Lance Armstrong may have not yet indicated his interest (or lack of) in racing Challenge Roth, but it remains an option for the seven-time Tour de France champion. That was after the announcement over the weekend that he would not be eligible for any Ironman races until cleared by USADA (read about the WTC response here).
He had scheduled his iron-distance debut for Ironman France in Nice on Sunday, June 24, but that plan has been derailed due to an investigation by the U.S. Anti-Doping Agency that was announced on Wednesday, June 13. A World Triathlon Corporation (WTC) rule that states “an athlete is ineligible to compete during an open investigation” keeps Armstrong from racing in Ironman-branded events. WTC reportedly considered overturning that rule in order to allow Armstrong to race in Nice, but ultimately decided it would not be appropriate to change the rule for one athlete in the middle of the season.
That doesn’t mean that Armstrong is left with no options. The timing, location and popularity of Challenge Roth make it a viable second choice for Armstrong. Most importantly, the rules and regulations of the race would allow him to make the start if the investigation by the USADA is still pending.
“Our professional athletes have an agreement with Challenge Roth where it is said that if there is a ban from NADA or WADA or the German Triathlon Federation then the athlete is forbidden to race at Challenge Roth,” Felix Walchshöfer, CEO of Challenge Roth, told Triathlete.com. “However, if an athlete is under investigation he/she can still race as this is also the rule of NADA and the German Triathlon Federation under which Challenge Roth is run. If any athlete tests positive after competing in Challenge Roth, that athlete will be stripped of his/her title and prize money and banned from further racing.”

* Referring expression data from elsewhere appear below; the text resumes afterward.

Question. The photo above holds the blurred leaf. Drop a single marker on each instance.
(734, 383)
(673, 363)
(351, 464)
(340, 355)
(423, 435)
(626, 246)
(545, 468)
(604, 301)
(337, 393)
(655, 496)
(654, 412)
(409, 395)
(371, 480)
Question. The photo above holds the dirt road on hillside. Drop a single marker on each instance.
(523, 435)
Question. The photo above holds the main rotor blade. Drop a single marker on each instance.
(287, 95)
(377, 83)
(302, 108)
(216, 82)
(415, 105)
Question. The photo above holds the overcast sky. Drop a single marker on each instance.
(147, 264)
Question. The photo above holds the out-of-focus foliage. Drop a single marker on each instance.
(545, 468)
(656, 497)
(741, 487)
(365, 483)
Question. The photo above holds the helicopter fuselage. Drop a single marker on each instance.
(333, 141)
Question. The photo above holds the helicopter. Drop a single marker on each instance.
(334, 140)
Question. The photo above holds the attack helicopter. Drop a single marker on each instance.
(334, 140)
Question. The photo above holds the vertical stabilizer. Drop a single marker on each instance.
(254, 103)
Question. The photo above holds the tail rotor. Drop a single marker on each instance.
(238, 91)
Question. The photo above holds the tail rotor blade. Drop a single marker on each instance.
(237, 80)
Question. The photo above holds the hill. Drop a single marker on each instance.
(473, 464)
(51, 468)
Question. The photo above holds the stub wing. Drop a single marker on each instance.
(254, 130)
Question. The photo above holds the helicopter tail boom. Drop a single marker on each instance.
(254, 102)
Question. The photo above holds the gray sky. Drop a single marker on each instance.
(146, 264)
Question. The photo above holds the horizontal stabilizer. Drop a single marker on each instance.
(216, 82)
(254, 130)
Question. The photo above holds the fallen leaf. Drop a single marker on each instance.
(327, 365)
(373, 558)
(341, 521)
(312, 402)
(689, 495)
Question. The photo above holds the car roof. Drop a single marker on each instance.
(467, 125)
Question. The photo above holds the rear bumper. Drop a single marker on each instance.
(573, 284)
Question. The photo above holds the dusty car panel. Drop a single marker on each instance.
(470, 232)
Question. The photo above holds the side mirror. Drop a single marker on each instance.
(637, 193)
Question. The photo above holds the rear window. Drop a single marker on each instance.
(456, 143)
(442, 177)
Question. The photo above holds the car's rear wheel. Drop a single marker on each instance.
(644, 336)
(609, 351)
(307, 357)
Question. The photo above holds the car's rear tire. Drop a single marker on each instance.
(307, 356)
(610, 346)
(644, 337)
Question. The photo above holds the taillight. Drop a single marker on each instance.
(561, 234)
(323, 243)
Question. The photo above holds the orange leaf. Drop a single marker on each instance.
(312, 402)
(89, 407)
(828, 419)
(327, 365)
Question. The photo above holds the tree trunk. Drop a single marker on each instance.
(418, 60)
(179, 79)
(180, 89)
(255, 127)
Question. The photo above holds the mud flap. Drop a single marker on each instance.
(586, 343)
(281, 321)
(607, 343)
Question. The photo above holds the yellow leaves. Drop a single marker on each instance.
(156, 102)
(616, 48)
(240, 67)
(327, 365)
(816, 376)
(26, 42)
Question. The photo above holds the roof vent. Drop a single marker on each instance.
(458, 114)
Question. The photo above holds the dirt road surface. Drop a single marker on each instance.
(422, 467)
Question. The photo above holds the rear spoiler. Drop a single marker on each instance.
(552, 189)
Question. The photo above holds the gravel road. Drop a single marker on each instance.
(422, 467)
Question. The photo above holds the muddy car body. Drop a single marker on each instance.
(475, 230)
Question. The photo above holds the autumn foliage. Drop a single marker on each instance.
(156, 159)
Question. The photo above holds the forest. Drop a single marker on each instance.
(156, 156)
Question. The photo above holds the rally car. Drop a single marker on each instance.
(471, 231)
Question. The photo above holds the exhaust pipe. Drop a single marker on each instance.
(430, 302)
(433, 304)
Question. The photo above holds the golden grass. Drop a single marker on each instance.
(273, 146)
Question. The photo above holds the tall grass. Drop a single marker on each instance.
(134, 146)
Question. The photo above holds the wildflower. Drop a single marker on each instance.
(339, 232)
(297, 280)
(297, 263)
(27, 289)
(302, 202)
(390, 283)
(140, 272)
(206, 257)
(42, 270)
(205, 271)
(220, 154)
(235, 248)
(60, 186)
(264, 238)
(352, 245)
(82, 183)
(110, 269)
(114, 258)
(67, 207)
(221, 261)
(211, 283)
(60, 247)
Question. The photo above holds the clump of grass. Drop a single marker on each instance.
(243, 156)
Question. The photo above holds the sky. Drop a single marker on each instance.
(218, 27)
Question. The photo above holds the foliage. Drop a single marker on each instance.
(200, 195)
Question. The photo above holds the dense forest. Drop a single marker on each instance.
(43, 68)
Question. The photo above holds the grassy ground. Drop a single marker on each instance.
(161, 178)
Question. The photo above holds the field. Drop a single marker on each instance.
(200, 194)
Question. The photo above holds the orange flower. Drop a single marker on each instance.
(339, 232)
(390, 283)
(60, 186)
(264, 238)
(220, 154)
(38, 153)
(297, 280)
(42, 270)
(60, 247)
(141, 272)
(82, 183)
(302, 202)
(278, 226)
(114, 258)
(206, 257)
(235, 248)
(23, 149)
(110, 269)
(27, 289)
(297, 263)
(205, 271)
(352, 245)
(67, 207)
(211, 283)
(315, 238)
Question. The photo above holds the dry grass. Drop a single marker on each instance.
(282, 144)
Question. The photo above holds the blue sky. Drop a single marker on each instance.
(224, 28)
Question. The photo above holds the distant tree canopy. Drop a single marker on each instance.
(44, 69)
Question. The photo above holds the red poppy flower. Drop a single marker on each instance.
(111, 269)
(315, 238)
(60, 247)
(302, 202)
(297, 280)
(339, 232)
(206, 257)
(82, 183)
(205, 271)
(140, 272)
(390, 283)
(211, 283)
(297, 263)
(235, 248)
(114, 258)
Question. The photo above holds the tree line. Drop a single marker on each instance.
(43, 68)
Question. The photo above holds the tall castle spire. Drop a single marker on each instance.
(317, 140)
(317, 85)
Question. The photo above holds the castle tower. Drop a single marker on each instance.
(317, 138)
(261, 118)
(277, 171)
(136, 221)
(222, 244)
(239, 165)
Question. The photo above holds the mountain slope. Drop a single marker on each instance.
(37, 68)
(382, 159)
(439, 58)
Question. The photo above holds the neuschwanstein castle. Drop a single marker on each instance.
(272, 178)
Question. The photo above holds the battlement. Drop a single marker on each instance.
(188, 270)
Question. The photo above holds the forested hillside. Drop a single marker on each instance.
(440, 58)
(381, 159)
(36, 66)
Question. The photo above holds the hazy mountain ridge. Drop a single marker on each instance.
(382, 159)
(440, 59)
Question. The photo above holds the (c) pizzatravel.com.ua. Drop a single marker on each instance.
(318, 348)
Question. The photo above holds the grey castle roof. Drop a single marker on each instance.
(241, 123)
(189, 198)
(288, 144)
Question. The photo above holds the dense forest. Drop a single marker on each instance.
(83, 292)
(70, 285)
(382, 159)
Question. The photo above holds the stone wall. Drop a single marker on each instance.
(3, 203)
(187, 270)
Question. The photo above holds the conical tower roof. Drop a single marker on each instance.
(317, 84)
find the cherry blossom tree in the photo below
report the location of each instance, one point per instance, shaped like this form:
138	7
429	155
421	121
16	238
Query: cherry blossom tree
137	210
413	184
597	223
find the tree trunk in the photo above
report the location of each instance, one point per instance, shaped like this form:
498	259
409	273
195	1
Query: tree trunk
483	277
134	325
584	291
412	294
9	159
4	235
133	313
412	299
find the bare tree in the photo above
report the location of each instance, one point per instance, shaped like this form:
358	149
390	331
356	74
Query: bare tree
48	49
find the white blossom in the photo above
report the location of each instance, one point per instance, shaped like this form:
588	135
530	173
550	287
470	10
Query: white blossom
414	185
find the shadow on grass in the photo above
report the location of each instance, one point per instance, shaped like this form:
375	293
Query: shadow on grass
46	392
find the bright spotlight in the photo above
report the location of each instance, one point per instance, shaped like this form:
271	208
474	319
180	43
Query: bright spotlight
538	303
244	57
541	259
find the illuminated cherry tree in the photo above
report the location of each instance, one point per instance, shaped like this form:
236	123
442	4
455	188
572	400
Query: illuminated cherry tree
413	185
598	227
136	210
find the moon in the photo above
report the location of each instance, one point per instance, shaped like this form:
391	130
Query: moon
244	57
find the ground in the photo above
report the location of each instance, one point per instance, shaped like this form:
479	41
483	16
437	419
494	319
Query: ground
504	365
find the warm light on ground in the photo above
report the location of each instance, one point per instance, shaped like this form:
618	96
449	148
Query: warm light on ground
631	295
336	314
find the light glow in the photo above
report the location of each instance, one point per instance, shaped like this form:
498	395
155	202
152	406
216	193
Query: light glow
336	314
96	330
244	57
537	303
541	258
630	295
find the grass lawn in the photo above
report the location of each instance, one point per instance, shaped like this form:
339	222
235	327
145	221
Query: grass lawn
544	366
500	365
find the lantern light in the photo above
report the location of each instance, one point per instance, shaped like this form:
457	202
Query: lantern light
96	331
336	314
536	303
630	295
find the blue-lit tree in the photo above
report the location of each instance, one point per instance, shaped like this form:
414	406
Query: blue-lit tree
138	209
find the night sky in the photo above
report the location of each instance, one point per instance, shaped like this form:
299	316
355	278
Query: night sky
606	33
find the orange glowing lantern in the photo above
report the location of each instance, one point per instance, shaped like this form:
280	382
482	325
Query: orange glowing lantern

Challenge Roth is an iron-distance event made up of the standard 2.4-mile swim, 112-mile bike and 26.2-mile run. The race is best known for being one of the fastest courses at the distance, with world records being broken there several times. The current world records for fastest iron-distance finish time were established at the 2011 Challenge Roth triathlon. Great Britain’s Chrissie Wellington won the race, and broke the world record for the third time going 8:18:13. Germany’s Andreas Raelert posted a time of 7:41:33 to take the overall world record. The race is also popular among age groupers and sold out in less than 24 hours.